The UK Government chose not to prescribe any particular format or length of the statement; neither has it legislated to impose a fine or other penalty on non-compliant businesses. In fact, the risks of non-compliance are perceived as being largely reputational. Rather, Section 54 specifies that a business may wish to include information on the following in its statement:
- the organisation’s structure, its business and its supply chains;
- its policies in relation to slavery and human trafficking;
- its due diligence processes in relation to slavery and human trafficking in its business and supply chains;
- the parts of its business and supply chains where there is a risk of slavery and human trafficking taking place, and the steps it has taken to assess and manage that risk;
- its effectiveness in ensuring that slavery and human trafficking is not taking place in its business or supply chains, measured against such performance indicators as it considers appropriate;
- the training about slavery and human trafficking available to its staff.

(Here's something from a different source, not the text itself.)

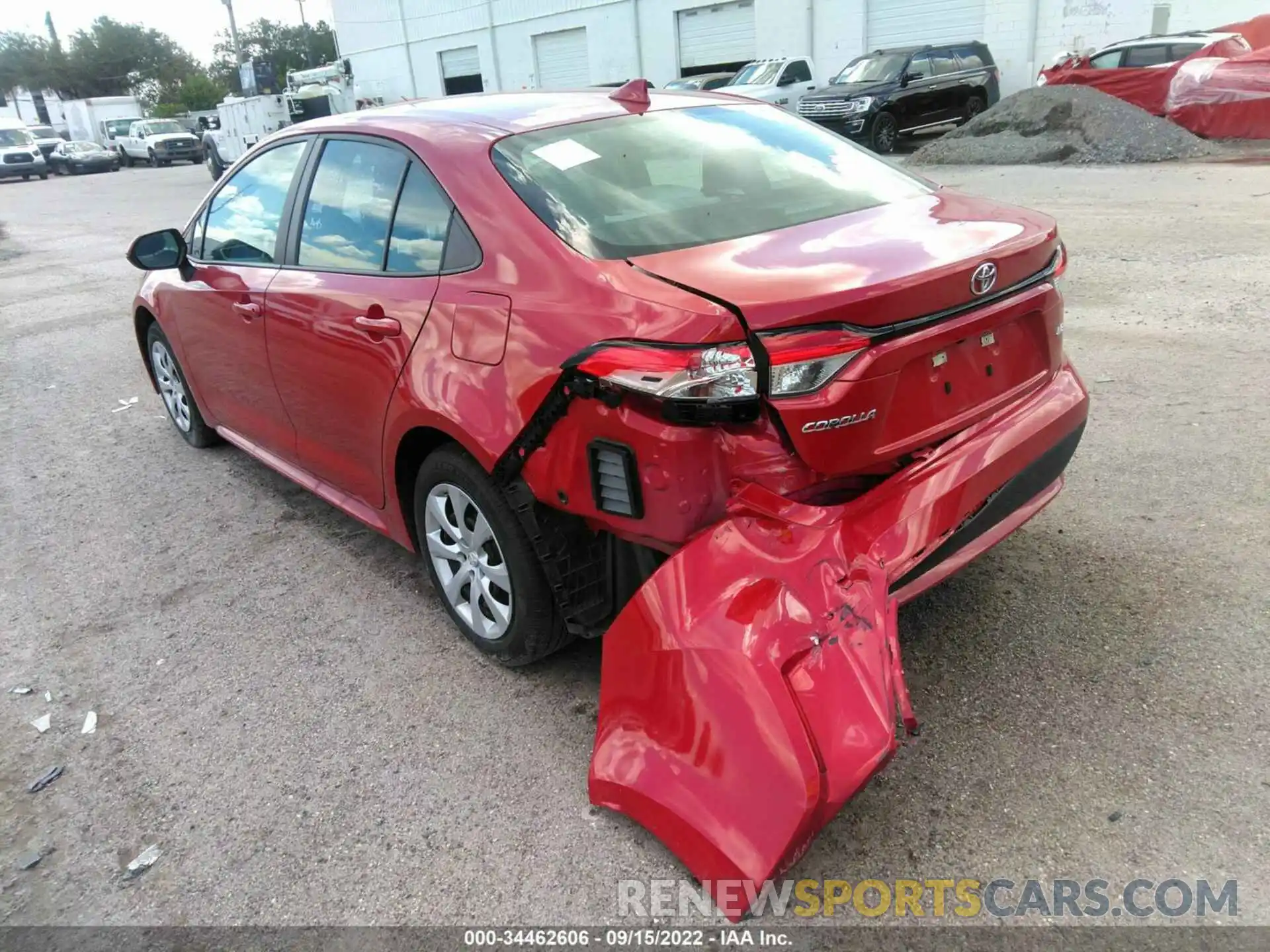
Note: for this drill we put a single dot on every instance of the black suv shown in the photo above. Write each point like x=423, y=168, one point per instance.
x=888, y=92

What are businesses doing to comply?
As we would expect, charities and campaign groups working in this area are keen to identify and analyse statements as they become available. For example, the organisation Business & Human Rights Resource Centre (the BHRCC) is developing an online database of statements which it has collected from Internet searches 1.
The BHRCC calculated that, by early March 2016, around 75 supply chain transparency statements had been published. Although this represents a tiny fraction of the total number of statements we expect to see, it is possible to identify some trends. For example, some of the most detailed and informative statements come from multi-nationals (including Ford and Intel). This is not surprising. Many of these companies will already be obliged to report on supply chain transparency in California, under the California Supply Chains Act 2010 (for more on this, see below) and, aside from any legal requirement, will be familiar with the reputational risks inherent in managing a complex global supply chain.
However, the BHRCC has also identified a general lack of compliance with administrative requirements. For example, statements which do not appear to have been signed by a director, and where no clear link appears on the business's homepage.
Lessons from California
Businesses in California have been required to report on supply chain transparency since 2012. No enforcement actions have yet been brought against non-compliant businesses. Crucially, though, there are indications that modern slavery, forced labour and human trafficking issues are rising up the public agenda and play an increasing part in consumer decision-making. Read more about this from US law firm Mintz Levin here.
Getting the basics right
So, what can we learn from the statements that have been published so far and the reaction to them? W e are yet to see any major players announce market-leading initiatives specifically in response to the Modern Slavery Act. Rather, businesses seem unclear as to what exactly is required of them and are perhaps waiting to see how market practice develops. However, a key message so far is: get the basics right. This helps avoid any suggestion that the business is not approaching this issue with the seriousness it merits. In particular:
- ensure that a link to the statement appears on your homepage. Give the link an unambiguous title, such as "Modern Slavery Act Transparency Statement".
- Make sure that the statement – as it appears on your website – includes the name and title of the director who signed the original. This demonstrates accountability at the highest level.
- Wherever possible, mirror the wording of Section 54 by referring to the six suggested areas of content (see above).
- Be open: there is no requirement to guarantee that your business or supply chain is totally free of slavery. Explaining how and where the business aims to improve falls firmly within the spirit of the legislation.